There was an office upstairs. He found a collection of business cards, Dorothy Windsor, private therapist. A number, an address for her office. He pocketed it. A list of patients. He took a photo of that, a small camera he had with him at all times in his jacket.
A through search, however, found a few other business cards. Intended to be discarded, it seemed. These had two names printed. Stephen and Dorothy Windsor. The office was the same, but of course a second number was printed. A lead then. He noted the pattern of a rose on this old card. The tattoo.

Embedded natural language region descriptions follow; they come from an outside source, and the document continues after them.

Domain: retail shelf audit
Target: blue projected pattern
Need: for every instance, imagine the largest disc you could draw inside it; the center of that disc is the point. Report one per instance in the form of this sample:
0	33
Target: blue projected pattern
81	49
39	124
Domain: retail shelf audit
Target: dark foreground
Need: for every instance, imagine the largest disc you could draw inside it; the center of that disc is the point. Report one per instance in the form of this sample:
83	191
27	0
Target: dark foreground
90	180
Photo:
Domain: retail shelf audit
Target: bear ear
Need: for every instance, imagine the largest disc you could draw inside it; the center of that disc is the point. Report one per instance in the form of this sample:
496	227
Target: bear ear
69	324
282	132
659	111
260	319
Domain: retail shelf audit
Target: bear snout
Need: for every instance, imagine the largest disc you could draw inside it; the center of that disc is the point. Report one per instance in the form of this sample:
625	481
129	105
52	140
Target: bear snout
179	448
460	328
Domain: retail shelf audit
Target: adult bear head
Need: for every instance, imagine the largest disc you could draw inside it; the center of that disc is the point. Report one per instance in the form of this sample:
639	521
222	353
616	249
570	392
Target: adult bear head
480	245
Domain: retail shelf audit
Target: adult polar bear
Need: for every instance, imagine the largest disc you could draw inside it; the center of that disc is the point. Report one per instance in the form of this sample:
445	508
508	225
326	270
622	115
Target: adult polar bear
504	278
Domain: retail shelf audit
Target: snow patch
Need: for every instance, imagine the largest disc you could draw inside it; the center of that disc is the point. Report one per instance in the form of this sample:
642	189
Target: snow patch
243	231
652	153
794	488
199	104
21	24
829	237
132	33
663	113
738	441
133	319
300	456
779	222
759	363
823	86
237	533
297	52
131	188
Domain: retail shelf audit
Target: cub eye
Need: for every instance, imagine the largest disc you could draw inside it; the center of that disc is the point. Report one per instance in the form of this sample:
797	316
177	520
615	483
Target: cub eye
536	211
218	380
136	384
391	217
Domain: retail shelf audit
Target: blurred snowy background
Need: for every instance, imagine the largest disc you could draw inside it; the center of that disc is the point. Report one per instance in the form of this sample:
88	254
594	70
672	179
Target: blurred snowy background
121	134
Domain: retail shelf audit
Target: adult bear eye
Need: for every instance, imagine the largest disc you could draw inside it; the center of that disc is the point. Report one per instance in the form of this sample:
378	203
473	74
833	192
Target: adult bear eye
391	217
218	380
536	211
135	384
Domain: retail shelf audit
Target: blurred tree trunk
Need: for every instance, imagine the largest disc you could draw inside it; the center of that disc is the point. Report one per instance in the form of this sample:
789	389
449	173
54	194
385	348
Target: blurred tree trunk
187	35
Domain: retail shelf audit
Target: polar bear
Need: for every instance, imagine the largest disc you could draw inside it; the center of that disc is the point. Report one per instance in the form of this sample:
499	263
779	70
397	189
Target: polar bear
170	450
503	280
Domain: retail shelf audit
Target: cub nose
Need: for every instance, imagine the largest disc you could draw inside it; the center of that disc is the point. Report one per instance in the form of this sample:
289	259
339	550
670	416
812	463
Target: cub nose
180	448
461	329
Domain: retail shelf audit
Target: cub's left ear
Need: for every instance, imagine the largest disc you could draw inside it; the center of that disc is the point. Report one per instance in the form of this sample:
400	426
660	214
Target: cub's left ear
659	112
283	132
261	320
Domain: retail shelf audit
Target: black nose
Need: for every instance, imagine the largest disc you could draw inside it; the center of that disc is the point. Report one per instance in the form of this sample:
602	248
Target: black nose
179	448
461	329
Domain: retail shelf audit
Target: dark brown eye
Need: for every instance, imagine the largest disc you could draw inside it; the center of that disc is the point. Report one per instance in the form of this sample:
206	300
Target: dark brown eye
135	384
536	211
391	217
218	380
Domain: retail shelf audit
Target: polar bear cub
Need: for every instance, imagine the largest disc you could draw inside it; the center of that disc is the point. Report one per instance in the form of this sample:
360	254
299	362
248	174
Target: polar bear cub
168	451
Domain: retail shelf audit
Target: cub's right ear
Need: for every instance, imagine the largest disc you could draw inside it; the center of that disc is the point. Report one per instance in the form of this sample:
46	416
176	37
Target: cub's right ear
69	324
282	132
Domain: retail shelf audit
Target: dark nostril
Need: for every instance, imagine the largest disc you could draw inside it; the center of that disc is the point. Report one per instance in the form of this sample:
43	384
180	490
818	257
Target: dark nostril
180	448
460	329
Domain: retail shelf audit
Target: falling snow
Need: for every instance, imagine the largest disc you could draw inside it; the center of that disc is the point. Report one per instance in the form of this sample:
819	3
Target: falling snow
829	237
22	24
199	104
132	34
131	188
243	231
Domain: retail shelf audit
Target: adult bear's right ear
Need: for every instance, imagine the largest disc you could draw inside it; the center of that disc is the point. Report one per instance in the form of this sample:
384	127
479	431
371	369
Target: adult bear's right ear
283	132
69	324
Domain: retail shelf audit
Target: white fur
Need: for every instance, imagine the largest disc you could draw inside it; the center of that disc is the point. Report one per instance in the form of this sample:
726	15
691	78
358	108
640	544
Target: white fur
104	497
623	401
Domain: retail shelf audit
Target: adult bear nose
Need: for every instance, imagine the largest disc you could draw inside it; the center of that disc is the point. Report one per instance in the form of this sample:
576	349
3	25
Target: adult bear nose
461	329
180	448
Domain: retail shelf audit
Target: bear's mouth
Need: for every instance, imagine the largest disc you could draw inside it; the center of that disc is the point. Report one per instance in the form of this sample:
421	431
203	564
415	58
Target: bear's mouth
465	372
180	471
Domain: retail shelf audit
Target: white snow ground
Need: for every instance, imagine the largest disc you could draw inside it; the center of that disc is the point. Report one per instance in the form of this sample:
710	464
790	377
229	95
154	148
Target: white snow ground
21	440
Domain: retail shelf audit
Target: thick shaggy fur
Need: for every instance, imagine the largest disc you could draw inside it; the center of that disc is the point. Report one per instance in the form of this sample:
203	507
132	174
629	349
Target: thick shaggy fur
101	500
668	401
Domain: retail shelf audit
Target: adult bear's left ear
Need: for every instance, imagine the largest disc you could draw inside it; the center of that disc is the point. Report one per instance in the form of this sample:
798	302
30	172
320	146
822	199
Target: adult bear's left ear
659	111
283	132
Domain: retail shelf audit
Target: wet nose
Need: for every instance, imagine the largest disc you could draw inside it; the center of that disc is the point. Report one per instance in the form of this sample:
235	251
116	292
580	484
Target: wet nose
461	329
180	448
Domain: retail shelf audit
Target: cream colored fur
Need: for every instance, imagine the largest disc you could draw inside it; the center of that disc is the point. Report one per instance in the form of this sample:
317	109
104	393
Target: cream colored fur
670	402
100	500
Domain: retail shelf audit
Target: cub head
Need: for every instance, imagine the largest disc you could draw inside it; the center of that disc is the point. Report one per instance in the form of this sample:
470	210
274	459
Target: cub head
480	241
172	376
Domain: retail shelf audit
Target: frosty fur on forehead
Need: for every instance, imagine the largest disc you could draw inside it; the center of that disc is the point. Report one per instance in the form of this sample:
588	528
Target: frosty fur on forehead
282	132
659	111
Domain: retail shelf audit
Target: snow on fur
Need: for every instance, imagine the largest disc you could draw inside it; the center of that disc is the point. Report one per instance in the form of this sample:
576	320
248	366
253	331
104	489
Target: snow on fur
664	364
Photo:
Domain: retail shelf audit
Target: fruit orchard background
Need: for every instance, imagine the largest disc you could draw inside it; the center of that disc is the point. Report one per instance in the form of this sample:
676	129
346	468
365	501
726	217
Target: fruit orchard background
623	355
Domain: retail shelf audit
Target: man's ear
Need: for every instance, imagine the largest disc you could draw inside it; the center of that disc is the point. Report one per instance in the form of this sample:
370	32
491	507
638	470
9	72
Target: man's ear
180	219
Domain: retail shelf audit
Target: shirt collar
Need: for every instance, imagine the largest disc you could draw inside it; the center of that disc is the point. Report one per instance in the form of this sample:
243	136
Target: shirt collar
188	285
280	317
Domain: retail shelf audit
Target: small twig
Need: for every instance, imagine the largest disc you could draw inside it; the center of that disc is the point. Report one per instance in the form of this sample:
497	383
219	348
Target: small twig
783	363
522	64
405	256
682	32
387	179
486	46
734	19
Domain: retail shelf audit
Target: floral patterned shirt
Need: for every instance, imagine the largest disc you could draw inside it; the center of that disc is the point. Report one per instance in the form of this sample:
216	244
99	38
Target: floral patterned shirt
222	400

With that all gathered, he looked down at the yard from the office. The strange patch remained.
*
Michel was exhausted even before he began digging. He dug a few feet, until the metal of his shovel struck wood. A box, about ten inches by eleven inches. There was a loose chain around the lid, and a small lock. Lifting it out, Michel saw there were two—one lock on the chain, and one lock on the lid proper—a combination lock.
After placing the dirt back in the hole, Michel placed the box in the trunk, next to the box with the hand. He’d have supplies to break it open at home. And he could use the rest. It took all his power to get home, and secure the boxes before collapsing onto the bed.
This story was difficult, and ends I think at the end of the first act. I had some personal issues crop up while writing this, and ended up scrapping an earlier draft that featured the hand at the midpoint. I think expanding on this story will be easy in the future—Michel’s strange condition and behavior is a bit of a joy to write.